Supercoiled DNA

September 2008

a plectoneme

The nucleus of each of your cells contains a highly compacted and organized bundle of DNA, which, when stretched out to a line, would span about a meter. Yet it all fits in a nucleus about 10 microns across — scaling things up, imagine a garden hose that would encircle the earth; now gather it all up to fit inside a football stadium.

Besides the problem of getting the DNA to fit inside such a small space, your cell also needs to be able to access the information that resides in the DNA, and to make copies of the entire length of DNA. If you've had any experience with a garden hose a few meters long, you know it can be a difficult task to straighten it out, without any kinks, the way DNA must be straightened before it can be copied. Just imagine how hard your task becomes in the football stadium.
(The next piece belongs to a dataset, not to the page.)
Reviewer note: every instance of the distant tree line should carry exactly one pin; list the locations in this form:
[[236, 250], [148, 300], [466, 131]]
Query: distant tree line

Thankfully, your cell has tools that it uses to deal with the mass of DNA: it winds the DNA into loops using histones, and can make cuts to relieve torsion using topoisomerases. Still, during the normal operation of the cell, the DNA is likely to get wound up around itself when it gets too twisted. Like an overtwisted phone cord on an old-fashioned land-line telephone, the DNA becomes "supercoiled."

Here at Cornell, in Michelle Wang's lab, DNA is being pulled and twisted to determine exactly how it behaves. They find that it behaves much like you would expect for a rope: if you twist it too much, it wants to jut out to the side and wrap around itself. Using an optical trap, they can twist a single molecule of DNA while pulling on its ends and watch it suddenly buckle into a supercoiled shape called a plectoneme. I have been working with Jim Sethna on a computational model of this setup -- we'd like to be able to explain why the transition happens the way it does.